Statistical analysis of transcriptomics data
The publically available Cancer Genome Atlas database (http://cancergenome.nih.gov/), including human transcriptomics data based on mRNA sequencing (RNA-Seq) was used to extract data for 664 patients with invasive breast cancer and clinical survival data. A log rank test was used to analyze the correlation between ANLN expression and patient survival. Tumor samples were stratified into two groups using the median Reads Per Kilobase of transcript per Million mapped reads (RPKM) value for ANLN as cut-off for a Kaplan-Meier estimate.
Cell cycle analysis
Growth medium and subconfluent cells were collected, washed in PBS and fixed in ice-cold 70% ethanol at 4°C over night. Cells were then washed twice in ice-cold PBS, stained with 20 μg/ml propidium iodide (PI, Sigma-Aldrich) in PBS, supplemented with 60 μg/ml RNAse A (Sigma-Aldrich), for 30 min at room temperature and analyzed with a BD LSR II multi-laser analytical flow cytometer (BD Biosciences). Cell cycle data was analyzed by ModFit LT 3.2 software (Verity Software House, Topsham, USA).

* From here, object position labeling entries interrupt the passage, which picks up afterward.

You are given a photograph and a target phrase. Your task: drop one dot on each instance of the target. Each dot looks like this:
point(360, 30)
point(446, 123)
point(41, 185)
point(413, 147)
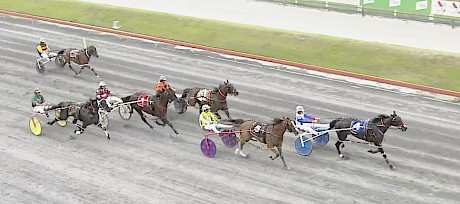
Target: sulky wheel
point(208, 148)
point(322, 139)
point(35, 126)
point(304, 149)
point(228, 138)
point(40, 67)
point(125, 111)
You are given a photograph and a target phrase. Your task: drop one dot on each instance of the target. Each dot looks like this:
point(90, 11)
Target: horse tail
point(185, 93)
point(332, 124)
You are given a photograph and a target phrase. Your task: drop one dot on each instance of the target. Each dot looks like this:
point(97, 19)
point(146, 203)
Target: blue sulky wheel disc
point(307, 147)
point(61, 123)
point(322, 140)
point(208, 148)
point(228, 138)
point(35, 126)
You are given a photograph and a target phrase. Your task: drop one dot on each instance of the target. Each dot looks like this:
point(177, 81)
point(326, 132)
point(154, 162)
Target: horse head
point(386, 121)
point(91, 49)
point(397, 121)
point(228, 88)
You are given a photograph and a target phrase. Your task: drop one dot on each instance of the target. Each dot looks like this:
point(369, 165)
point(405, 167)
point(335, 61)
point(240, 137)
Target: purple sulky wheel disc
point(208, 148)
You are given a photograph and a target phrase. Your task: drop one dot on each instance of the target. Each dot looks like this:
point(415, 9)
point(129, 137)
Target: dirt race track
point(140, 165)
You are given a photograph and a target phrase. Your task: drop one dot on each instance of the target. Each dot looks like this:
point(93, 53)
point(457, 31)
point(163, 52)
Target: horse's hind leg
point(384, 155)
point(227, 113)
point(105, 130)
point(143, 118)
point(70, 66)
point(339, 143)
point(92, 69)
point(166, 121)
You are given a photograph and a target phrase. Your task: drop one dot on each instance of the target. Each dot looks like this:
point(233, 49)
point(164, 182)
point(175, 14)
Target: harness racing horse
point(87, 112)
point(269, 134)
point(216, 98)
point(155, 106)
point(80, 57)
point(372, 132)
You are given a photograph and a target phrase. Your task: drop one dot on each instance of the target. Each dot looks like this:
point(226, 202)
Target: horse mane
point(380, 116)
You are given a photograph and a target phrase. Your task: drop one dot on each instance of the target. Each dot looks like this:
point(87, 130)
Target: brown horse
point(216, 98)
point(80, 57)
point(155, 106)
point(269, 134)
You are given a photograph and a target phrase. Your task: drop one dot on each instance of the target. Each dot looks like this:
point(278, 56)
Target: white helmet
point(299, 109)
point(205, 107)
point(102, 83)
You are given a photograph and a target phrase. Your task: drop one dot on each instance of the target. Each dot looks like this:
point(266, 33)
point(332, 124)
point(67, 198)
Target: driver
point(307, 122)
point(39, 105)
point(209, 121)
point(44, 52)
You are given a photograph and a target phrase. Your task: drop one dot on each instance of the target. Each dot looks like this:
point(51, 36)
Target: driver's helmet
point(102, 84)
point(299, 109)
point(205, 108)
point(37, 90)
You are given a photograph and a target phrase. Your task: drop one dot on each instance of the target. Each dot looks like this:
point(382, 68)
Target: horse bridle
point(393, 118)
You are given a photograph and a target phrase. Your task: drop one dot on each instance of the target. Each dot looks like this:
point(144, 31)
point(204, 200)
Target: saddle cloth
point(202, 95)
point(358, 127)
point(73, 53)
point(143, 100)
point(258, 129)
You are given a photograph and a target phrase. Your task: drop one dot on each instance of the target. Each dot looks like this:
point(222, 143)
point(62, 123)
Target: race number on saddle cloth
point(39, 105)
point(162, 85)
point(202, 95)
point(209, 121)
point(104, 98)
point(258, 129)
point(358, 127)
point(307, 122)
point(44, 52)
point(143, 100)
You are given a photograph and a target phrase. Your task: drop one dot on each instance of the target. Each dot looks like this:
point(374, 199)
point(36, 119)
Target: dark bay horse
point(81, 58)
point(372, 132)
point(271, 134)
point(217, 98)
point(87, 112)
point(155, 106)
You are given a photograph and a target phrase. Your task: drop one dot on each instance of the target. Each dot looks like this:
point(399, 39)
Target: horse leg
point(92, 69)
point(143, 118)
point(280, 150)
point(339, 143)
point(239, 149)
point(105, 130)
point(70, 66)
point(166, 121)
point(217, 115)
point(52, 122)
point(227, 113)
point(384, 155)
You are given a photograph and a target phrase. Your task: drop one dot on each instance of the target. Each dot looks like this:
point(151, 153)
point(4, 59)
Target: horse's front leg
point(70, 66)
point(227, 113)
point(92, 69)
point(105, 130)
point(166, 121)
point(143, 118)
point(384, 155)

Following siRNA transfection in eight-well glass chambers slides (BD Biosciences, Bedford, USA), cells were fixed in 4% paraformaldehyde for ten minutes at room temperature, permeabilized with 0.2% Triton X-100 for 20 min at room temperature and blocked in 5% normal goat serum for one hour at room temperature. The primary ANLN antibody (Atlas Antibodies) was added (dilution 1:100) and cell slides incubated at 4°C over night. For signal detection, a secondary anti-rabbit antibody conjugated to fluorescein isothiocyanate (FITC) (Jackson ImmunoResearch, West Grove, USA) was added and incubated for 1 h at room temperature. Actin filaments were stained with Phalloidin-Tetramethylrhodamine (TRITC) (Sigma-Aldrich) for 40 min at room temperature and the slides mounted with 4′,6-Diamidino-2-phenylindole (DAPI)-containing mounting medium (Thermo Fisher Scientific). All images were acquired with a Zeiss 510 confocal microscope using the 40X objective (Zeiss, Oberkochen, Germany).
Cellular senescence was detected using a commercially available senescence β-galactosidase staining kit (Cell Signaling Technology, Danvers, USA), according to the manufacturer’s guidelines. Briefly, fixative solution was applied for ten minutes at room temperature, the cells rinsed with PBS and incubated in β-Galactosidase Staining Solution at 37°C for approximately 12 h. The number of senescent cells was counted in three separate fields at 20x magnification. All images were acquired with a Nikon camera using the 20X objective and Infinity analyze 6.2.0 software (Lumenera, Ottawa, Canada).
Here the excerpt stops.